Por Rodrigo Ramos, para Coletiva.net

Mantemos a tradição do "fala, povo!" nas transmissões de futebol no rádio gaúcho. Para não exagerar, diria que 90% das intervenções nada acrescentam. Hoje, com as mídias sociais, é muito mais fácil filtrar boas opiniões de torcedores e mesmo causar impacto de RP através dessas ferramentas.

A verdade é que o exercício dessa função é uma grande loteria. Por vezes não há o devido tempo para selecionar um entrevistado e rezemos para que não se escolha um bêbado, alguém que não goste do meio de comunicação que estamos representando, etc. Se não falar nenhum palavrão ou não antagonizar os homens das cabines já é lucro.

Conheço dois profissionais que tiveram sucesso na função de repórter de torcida, João Garcia e Luciano Périco, no mais a maioria viveu suplícios. Nem mesmo destes dois eu tenho certeza de que gostavam de realizar a função. Garcia, logo alçou outros voos e Périco que mesmo era ser setorista, acompanhar treinos, dar informações e no fim virou narrador, graças à popularidade obtida nas arquibancadas.

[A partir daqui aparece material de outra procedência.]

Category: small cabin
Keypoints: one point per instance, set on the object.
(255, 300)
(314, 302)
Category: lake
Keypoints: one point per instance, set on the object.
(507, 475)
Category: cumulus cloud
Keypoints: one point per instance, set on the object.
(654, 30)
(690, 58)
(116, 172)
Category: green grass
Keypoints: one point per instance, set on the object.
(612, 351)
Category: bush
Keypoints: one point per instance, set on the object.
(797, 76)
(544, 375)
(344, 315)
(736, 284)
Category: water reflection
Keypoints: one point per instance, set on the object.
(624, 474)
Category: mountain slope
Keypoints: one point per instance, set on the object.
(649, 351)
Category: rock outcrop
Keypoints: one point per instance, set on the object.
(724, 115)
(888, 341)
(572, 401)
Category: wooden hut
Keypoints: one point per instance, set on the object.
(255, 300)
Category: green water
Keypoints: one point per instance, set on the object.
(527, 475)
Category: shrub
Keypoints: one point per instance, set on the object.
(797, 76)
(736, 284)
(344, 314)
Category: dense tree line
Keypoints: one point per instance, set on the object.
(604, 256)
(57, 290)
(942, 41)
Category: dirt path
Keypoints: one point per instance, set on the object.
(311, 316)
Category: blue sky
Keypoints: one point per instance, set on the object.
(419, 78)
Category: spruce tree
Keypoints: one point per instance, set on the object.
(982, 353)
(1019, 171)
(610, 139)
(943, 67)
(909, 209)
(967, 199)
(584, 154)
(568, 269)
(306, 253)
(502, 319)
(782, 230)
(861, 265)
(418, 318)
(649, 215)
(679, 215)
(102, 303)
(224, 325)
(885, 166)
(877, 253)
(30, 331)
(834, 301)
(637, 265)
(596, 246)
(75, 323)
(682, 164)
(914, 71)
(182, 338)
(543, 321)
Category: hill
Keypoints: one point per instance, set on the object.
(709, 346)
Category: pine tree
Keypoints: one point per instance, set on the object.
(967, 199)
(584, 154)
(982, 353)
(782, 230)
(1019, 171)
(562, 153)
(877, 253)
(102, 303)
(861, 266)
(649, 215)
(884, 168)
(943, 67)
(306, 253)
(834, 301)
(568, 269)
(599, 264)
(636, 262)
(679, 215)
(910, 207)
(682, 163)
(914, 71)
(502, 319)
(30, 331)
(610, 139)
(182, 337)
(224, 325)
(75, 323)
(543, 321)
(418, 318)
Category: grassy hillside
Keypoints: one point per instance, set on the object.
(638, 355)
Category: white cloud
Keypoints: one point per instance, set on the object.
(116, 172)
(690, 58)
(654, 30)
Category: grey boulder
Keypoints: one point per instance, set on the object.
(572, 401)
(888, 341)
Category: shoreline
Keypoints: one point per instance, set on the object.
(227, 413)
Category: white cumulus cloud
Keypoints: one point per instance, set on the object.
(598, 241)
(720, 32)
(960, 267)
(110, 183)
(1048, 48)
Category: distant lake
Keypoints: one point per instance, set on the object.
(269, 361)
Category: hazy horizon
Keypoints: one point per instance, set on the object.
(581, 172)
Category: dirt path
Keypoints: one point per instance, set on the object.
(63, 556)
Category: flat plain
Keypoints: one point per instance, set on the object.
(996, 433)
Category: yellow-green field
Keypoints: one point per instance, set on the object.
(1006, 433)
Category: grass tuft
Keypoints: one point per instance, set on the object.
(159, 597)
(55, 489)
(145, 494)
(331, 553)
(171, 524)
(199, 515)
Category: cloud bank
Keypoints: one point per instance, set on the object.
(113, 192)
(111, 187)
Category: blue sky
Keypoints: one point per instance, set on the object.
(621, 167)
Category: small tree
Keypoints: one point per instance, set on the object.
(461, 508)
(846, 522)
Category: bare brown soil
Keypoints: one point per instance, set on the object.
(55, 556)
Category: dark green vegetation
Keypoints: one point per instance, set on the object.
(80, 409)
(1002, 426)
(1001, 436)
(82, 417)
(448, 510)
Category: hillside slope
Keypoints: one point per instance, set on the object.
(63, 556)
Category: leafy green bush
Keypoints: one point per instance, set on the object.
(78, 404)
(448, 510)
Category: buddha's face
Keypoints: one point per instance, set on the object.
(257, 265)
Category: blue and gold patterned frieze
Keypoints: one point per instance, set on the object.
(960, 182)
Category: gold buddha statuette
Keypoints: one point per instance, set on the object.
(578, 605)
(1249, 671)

Mas são dois cases em uma centena de profissionais que passaram e ninguém recorda e eles preferem, de fato, que isso não seja lembrado.

Duas das minhas realizações mais importantes no rádio só ocorreram por eu ser, ou estar, repórter de torcida, a cobertura das quartas de final e da final da Copa Sul-Americana em 2008. Por causa do sucesso colorado conheci La Bombonera e estive em La Plata, com tudo que pode advir de passar mais de 24 horas em um ônibus cheio de torcedores. 

Houve justo destaque para as violências cometidas contra as repórteres Camila Diesel, Laura Gross e Renata de Medeiros. Mas a verdade é que a função é arriscada seja para quem for, mesmo para os identificados com os clubes. 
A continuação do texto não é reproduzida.